Josiah’s zealous reforms started with reading “the book of the covenant” (2 Kings 23:2), probably the list of curses which were to come for disobedience (2 Kings 22:19 =  Lev. 26:31,32). In this sense Paul used the terror of possible condemnation to persuade men (2 Cor. 5:11). Interestingly, the very words which Jeremiah was tempted not to speak forth, so stern was their message of judgment to come, were what had the power to lead Israel to repentance (Jer. 26:2,3).

2Ki 22:20 Therefore behold, I will gather you to your fathers, and you shall be gathered to your grave in peace, neither shall your eyes see all the evil which I will bring on this place’. They brought back this message to the king-

There are times when God takes away the righteous from the evil of this life (Is. 57:1- probably alluding to what God did to Joash, 2 Kings 22:20 cp. 23:29). There are other Biblical instances where the wicked have long life and prosperity in this world. This is because the Bible presents the ultimate judgment and reward of human life and faith as being at the last day, and not right now.

This is a similar situation to the promise to Hezekiah and Ahab (1 Kings 21:29). It is as if God judged the entire weight of sin to be such that even Josiah's reformation could only delay and not remove the judgment for it. However, if the people had all repented in their hearts, rather than passively allowing a reformer like Josiah to remove the external evidence of idolatry, then surely the outcome could have been different. See on :31.

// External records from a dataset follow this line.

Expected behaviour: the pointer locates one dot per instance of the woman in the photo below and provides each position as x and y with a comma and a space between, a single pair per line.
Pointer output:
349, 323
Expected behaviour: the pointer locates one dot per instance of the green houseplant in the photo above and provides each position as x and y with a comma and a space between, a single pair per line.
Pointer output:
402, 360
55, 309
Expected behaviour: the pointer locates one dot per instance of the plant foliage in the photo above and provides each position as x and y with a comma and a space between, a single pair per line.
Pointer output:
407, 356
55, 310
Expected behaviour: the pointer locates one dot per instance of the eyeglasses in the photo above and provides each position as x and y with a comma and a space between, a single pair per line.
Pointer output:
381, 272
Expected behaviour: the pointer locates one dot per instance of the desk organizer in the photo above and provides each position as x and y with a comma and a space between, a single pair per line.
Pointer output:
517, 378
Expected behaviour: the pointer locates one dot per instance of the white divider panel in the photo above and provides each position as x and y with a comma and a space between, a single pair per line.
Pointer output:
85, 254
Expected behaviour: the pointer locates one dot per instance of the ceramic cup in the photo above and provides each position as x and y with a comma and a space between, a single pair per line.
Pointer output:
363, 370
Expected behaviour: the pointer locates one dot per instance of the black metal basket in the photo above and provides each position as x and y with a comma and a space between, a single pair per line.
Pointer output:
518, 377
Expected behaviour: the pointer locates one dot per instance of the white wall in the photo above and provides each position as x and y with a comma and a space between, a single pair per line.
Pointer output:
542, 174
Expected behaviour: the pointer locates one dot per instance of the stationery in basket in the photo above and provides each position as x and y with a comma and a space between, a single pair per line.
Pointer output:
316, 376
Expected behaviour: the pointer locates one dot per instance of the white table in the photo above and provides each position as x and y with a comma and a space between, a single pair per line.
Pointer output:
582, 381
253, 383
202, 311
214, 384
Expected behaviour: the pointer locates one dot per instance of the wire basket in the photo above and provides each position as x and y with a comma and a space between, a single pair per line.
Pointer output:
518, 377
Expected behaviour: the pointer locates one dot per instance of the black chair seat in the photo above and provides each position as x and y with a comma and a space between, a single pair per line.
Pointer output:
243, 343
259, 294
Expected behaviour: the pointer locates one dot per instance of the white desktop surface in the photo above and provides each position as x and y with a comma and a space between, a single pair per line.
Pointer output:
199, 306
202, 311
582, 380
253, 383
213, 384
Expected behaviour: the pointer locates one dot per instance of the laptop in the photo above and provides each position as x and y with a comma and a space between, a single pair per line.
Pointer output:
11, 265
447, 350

The reality was that Josiah died in battle, not in peace (2 Chron. 35:22-24). Yet he had been promised to be gathered to his grave in peace (2 Chron. 34:28). Here we have an example of God making a statement about the future which is conditional upon human behaviour. Thus He stated that Nineveh would be destroyed in 40 days; but it wasn't, because they repented. There is a gap between the pronouncement and its fulfilment, and in that gap our behaviour can change the outcome. We too must waste so many potential futures.